The Congo floor maggot (Auchmeromyia senegalensis) is a species of blow-fly that is native to sub Saharan Africa and the Cape Verde Islands. A. sengalensis is an atypical myiasis species which does not live on or in the host, but sucks the blood of burrow-dwelling wild pigs, warthogs, aardvark, hyena and occasionally sleeping humans (sanguinivorous myiasis).
Chrysomya bezziana, also known as the Old World screwworm fly or screwworm, is an obligate parasite of mammals. Obligate parasitic flies require a host to complete their development. Named to honor the Italian entomologist Mario Bezzi, this fly is widely distributed in Asia, tropical Africa, India, and Papua New Guinea.
Gasterophilus intestinalis (DeGeer) is the more common horse bot fly which is an internal parasite of the gastrointestinal tract. Gasterophilus nasalis (Linnaeus), the nose bot fly, and G. haemorrhoidalis (Linnaeus), the throat bot fly, are also distributed throughout North America.
Myiasis of the human eye or ophthalmomyiasis can be caused by Hypoderma tarandi, a parasitic botfly of caribou. It is known to lead to uveitis, glaucoma, and retinal detachment. Human ophthalmomyiasis, both external and internal, has been caused by the larvae of the botfly.

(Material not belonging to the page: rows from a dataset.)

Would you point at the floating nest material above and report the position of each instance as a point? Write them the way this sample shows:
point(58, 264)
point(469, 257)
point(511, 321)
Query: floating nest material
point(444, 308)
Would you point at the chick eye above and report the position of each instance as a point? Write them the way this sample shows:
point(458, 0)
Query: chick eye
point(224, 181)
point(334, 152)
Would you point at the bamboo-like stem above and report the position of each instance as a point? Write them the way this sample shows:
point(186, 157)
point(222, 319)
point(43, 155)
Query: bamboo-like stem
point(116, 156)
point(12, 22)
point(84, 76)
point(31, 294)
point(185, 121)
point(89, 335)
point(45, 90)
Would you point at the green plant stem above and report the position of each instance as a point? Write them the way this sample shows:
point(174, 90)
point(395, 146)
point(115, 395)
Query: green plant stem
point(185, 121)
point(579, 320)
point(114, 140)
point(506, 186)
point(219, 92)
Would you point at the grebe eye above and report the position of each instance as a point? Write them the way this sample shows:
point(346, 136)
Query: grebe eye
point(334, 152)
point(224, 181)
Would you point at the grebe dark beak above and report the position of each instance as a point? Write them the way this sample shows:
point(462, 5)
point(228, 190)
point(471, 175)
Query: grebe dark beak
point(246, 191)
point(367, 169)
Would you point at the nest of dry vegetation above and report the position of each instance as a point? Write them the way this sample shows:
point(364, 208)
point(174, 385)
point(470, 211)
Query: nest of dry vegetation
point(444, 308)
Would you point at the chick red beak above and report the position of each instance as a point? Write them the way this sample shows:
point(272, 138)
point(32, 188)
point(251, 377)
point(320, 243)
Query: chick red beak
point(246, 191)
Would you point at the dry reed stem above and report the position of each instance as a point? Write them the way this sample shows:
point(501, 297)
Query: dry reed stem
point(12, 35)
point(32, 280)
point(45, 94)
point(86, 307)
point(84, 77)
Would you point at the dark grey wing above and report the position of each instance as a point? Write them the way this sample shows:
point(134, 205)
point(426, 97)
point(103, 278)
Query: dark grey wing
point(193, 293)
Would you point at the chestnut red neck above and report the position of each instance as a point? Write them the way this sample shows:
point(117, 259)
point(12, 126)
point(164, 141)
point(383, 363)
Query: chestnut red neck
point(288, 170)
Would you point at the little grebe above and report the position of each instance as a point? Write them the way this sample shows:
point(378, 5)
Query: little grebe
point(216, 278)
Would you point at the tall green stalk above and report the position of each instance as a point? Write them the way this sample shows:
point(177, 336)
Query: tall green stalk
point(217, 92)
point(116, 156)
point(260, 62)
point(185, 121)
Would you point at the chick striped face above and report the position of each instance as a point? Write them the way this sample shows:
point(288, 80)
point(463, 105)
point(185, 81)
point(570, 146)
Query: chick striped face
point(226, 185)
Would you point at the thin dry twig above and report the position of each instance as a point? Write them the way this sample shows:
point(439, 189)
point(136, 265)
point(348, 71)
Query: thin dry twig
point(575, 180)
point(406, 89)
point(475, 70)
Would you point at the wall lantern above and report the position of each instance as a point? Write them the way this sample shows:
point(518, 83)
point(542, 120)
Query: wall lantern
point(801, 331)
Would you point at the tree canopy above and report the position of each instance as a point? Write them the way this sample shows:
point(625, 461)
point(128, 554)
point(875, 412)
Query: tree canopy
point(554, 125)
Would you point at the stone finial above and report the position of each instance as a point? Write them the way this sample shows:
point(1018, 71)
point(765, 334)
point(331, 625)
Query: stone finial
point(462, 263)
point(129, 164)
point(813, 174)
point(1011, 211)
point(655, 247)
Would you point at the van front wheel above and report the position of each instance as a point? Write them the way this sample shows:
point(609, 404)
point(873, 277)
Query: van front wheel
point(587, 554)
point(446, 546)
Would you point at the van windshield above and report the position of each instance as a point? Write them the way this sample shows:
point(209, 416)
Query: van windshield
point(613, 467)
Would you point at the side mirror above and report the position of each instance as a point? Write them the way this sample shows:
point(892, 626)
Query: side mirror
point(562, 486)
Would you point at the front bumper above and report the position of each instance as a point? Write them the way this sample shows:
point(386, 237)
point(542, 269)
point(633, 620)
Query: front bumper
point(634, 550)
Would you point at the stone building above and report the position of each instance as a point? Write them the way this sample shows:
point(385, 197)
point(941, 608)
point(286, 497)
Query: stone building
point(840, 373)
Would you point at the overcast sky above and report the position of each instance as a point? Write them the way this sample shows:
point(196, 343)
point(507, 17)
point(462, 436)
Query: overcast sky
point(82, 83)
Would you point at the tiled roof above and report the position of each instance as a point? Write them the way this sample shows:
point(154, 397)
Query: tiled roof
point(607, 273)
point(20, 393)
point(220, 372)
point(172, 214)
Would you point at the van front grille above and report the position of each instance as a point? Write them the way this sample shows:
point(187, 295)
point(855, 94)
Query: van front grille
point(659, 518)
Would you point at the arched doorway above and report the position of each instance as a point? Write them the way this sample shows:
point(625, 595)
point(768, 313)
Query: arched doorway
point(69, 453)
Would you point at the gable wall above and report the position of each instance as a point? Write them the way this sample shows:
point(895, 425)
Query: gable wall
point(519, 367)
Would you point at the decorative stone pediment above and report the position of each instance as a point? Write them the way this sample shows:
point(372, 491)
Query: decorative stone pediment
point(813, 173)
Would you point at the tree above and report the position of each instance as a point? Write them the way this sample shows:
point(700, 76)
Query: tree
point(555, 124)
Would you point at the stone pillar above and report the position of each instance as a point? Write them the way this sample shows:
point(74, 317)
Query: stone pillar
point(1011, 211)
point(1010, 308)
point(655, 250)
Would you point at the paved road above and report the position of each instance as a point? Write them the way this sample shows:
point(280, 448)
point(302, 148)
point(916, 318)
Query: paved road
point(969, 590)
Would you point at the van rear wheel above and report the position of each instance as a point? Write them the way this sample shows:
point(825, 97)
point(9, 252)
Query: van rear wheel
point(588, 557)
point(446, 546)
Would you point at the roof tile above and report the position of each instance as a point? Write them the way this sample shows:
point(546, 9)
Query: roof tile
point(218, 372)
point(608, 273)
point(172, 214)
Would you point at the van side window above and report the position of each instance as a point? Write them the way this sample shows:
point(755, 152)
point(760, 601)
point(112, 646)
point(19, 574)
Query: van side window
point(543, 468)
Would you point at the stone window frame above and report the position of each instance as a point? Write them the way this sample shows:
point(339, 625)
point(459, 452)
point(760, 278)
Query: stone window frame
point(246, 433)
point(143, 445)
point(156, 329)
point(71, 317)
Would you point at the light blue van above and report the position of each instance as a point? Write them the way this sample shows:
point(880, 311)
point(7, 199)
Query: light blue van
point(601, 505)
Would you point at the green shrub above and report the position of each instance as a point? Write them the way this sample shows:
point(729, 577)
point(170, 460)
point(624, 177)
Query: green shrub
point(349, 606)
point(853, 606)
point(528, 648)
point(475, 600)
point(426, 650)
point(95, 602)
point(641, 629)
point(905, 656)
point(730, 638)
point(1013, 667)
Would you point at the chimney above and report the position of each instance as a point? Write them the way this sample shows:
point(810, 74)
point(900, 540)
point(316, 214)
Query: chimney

Oestrus ovis, the sheep bot fly, is a widespread species of fly of the genus Oestrus. It is known for its parasitic predation and damage to sheep, deer, goats and sometimes cattle. There have also been many records of horse, dog and human infestation. In some areas of the world it is a significant pest which affects the agricultural economy.